This morning, we released our industry’s third annual sustainability report - “Thrive in Perpetuity” – which evaluates the local search industry’s performance against social, economic, environment and cultural impacts. The report, available here, focuses the industry’s efforts to reduce paper usage, progress on the industry’s consumer choice program, and the lifecycle of print and online local search options.
A key finding from the report is a projection by the Pulp and Paper Products Council that source reductions will drive a 50% reduction in paper use for print directories by the end of 2012 compared to 2007. The report notes that this reduction is being driven by changes in directory sizing, more efficient manufacturing, an industry effort to reduce printed residential white pages, and our national consumer choice website at www.YellowPagesOptOut.com.
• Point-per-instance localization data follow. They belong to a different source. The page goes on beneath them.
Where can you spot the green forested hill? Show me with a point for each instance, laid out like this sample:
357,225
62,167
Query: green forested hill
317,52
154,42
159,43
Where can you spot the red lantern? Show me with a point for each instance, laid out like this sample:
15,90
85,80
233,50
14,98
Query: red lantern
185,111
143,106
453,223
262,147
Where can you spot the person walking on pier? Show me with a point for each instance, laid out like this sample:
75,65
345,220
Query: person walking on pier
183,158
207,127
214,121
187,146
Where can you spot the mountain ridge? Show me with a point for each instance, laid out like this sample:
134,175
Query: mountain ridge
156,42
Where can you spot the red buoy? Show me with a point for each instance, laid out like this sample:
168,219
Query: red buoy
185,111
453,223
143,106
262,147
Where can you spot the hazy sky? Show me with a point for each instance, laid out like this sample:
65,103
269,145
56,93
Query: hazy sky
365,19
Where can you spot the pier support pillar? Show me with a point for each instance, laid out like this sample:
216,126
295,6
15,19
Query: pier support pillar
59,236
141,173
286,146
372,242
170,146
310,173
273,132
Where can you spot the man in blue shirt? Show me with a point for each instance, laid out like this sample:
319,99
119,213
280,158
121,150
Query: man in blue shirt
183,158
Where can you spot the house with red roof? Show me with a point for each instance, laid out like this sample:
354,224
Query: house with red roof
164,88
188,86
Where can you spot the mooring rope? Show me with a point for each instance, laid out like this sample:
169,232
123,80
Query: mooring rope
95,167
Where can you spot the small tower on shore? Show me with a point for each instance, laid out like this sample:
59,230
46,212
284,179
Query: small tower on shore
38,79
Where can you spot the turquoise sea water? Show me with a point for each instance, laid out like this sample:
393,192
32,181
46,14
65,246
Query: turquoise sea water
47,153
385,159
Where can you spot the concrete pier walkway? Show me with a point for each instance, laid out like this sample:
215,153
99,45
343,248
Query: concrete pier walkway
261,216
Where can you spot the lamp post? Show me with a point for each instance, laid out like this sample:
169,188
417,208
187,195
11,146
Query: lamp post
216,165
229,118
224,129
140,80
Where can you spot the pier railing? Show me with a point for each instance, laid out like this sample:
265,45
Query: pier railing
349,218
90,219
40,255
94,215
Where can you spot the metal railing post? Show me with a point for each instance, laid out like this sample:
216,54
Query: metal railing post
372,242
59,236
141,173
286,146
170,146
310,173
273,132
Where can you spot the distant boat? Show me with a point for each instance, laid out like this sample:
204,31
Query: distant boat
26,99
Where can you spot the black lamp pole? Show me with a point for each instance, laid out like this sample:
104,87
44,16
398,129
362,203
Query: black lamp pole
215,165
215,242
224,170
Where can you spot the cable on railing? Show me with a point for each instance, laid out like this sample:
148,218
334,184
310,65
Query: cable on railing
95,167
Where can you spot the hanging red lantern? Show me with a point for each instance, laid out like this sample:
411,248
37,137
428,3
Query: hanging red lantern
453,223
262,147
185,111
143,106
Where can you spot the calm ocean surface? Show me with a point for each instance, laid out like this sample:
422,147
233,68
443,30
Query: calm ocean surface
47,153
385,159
The report also includes results of a lifecycle study which found that directories use fewer raw materials than electronic search devices and consume less energy overall. Manufacturers reported that nearly 60% of the power used to make paper comes from renewable sources, while electronic device makers and the data centers and services that power electronic search often rely on non-renewable fossil fuels. According to the Environmental Protection Agency (EPA), the recycling rate of electronic devices is 25%, while the paper category that includes phone directories is nearly three times as high (71%).
Other highlights from our 2012 report include:
- Directories can now be recycled in more than 9,000 curbside recycling programs around the country. In fact, according to the Paper Industry Association, 87% of all Americans have access to a local recycling program.
- Previous EPA data found that directories represented 0.3% of the solid waste stream (compared to 3.2% for newspapers and 2.2% for office paper). In 2011, the EPA stopped measuring directories separately and included them with newsprint and other mechanical paper, signaling that directories continue to make up a tiny portion of paper in the waste stream.
- Our national consumer choice program at www.YellowPagesOptOut.com continues to provide consumers with the ability to limit the number of directories they receive, or stop delivery entirely. This year, the Association created an opt-out widget for state, local and environmental agencies to feature on their websites to increase awareness of the program. Today, agencies in California, Connecticut, Florida, Georgia, Hawaii, Illinois and Texas promote the site through their own channels.
Moving forward, our industry remains committed to offering sustainable local search offerings that help consumers search for nearby businesses however they choose. I look forward to our raising the bar even higher in the coming year.